What, Besides Islands, Can Greece Sell?

It was once considered the ultimate status symbol to own your very private island in the sun. The Aga Khan did it and, of course, Greek multi-millionaire and celebrity Aristotle Onassis had his island in the Aegean.

But now, selling of some of the smaller (and uninhabited) islands has been suggested as a desperate, scraping-the-bottom-of-the-barrel-for-cash measure for debt-throttled Greece.

It was German politician Josef Schlarmann, head of the German Mittelstandsvereinigung (the association for Germany's mid-cap industry), who suggested to Greece "if you are bankrupt, you have to sell everything you got .... why not sell some of your islands"?

Now, that didn't get down too well in Athens, but the idea is anything but new. Greek real estate brokers have been show-casing "island jewels" in the "sun-spoilt" Aegean Sea for some time. Cost: 2 to 20 million euros. And many of them have in fact already been sold.

View over the caldera of Santorini in Greece.
Tom Pfeiffer | Getty Images

While there might be a few - yes, sun-spoilt for sure - uninhabited rocks in the Aegean that could be turned into petty cash, many of the 3,000 or more islands are uncomfortably close to the coast of Turkey and might not be that attractive to investors.

More often than not one might get unannounced visits from refugees that land on these islands in ramshackle rubber dinghies. Not really the "Onassis feeling," is it?

Ok, if islands are not a real cash option and - often deplored by Greek politicians - many of the valuable antiquities have long been pilfered (by fellow Europeans), what DOES Greece still have to sell?

Family Silver

Jokes and satire aside, there are still some assets Greece could sell. Some state-owned family silver so to speak.

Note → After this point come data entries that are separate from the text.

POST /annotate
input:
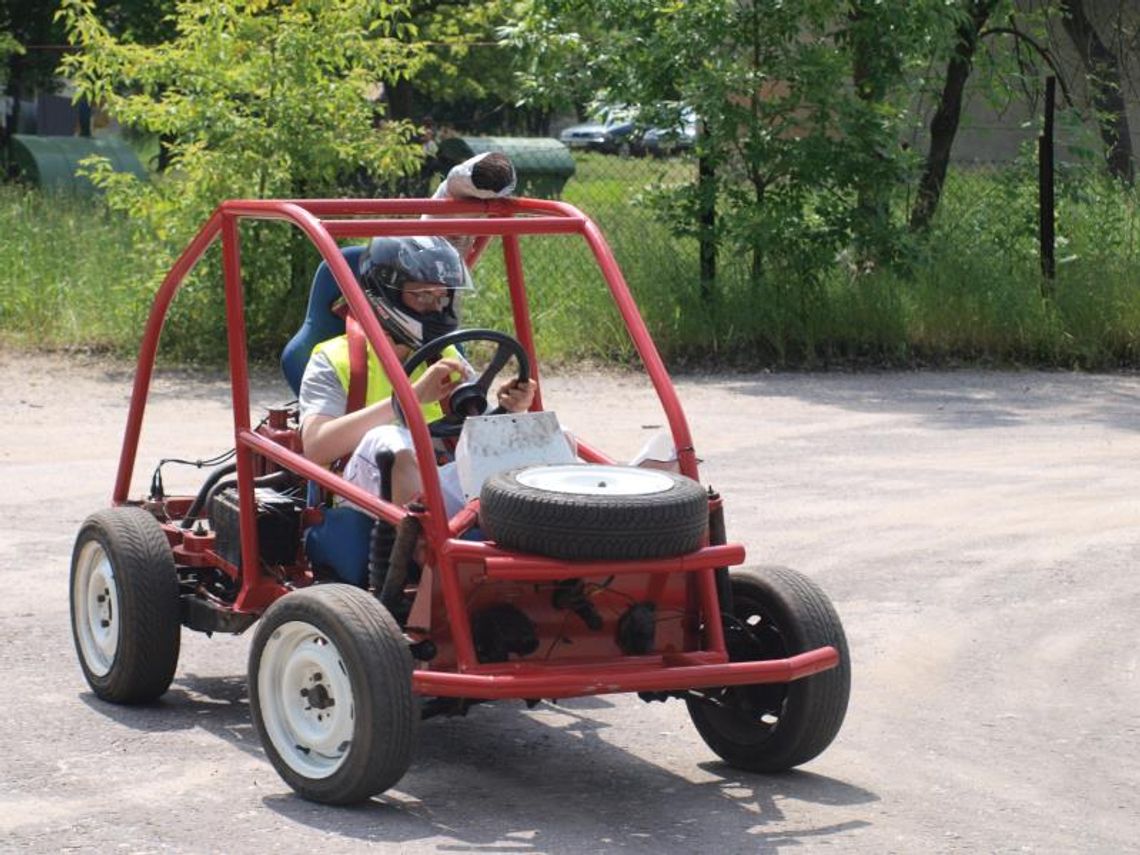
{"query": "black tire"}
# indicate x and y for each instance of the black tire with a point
(773, 727)
(597, 524)
(124, 609)
(316, 649)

Such as public utility DEI. But such a move would be extremely unpopular with the unions (well, what else is new?).

The government made a few half-hearted attempts at privatizing DEI and the unions always very successfully kyboshed that - very effectively, by turning the lights off in Athens for a few hours. Result: DEI still is firmly in state hands.

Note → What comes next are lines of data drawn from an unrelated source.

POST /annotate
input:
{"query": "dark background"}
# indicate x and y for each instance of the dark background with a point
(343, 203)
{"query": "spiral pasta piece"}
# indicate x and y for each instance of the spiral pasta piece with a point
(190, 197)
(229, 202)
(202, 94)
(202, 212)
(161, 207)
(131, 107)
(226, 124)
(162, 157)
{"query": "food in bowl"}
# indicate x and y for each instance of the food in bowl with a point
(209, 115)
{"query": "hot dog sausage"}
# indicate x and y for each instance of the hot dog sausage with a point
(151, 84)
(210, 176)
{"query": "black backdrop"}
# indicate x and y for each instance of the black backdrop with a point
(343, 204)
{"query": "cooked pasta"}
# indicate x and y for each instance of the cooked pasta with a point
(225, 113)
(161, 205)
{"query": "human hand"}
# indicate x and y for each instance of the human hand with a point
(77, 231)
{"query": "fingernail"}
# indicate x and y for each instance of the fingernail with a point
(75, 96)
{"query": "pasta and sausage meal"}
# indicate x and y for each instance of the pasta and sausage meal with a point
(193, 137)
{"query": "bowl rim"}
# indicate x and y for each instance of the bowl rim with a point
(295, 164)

Really, Greece is only facing what other, richer countries have faced before: painful, all too painful economic restructuring, lay-offs and selling off the "family silver".

Germany had to do it in order to finance the debts of German unification. The UK had to do it in the depth of its economic crises of the seventies and eighties. And France had to do it (and is doing it still).

There were protests, general strikes, steel workers and miners marching in order to defend their jobs and their livelihoods; and governments came under pressure - and on occasion were booed out of power.

But in the end, that did not stop the painful restructuring. It happened all the same, with all the pain it involved. As it will happen in Greece. Greece will survive this crisis. Whether the present Greek government will ... well, the jury is still out on this one.

Maybe Papandreou and Co should invest in one of those "sun-spoilt islands" in the Aegean while they still have the chance ... just in case they end up enjoying their retirement rather earlier than planned.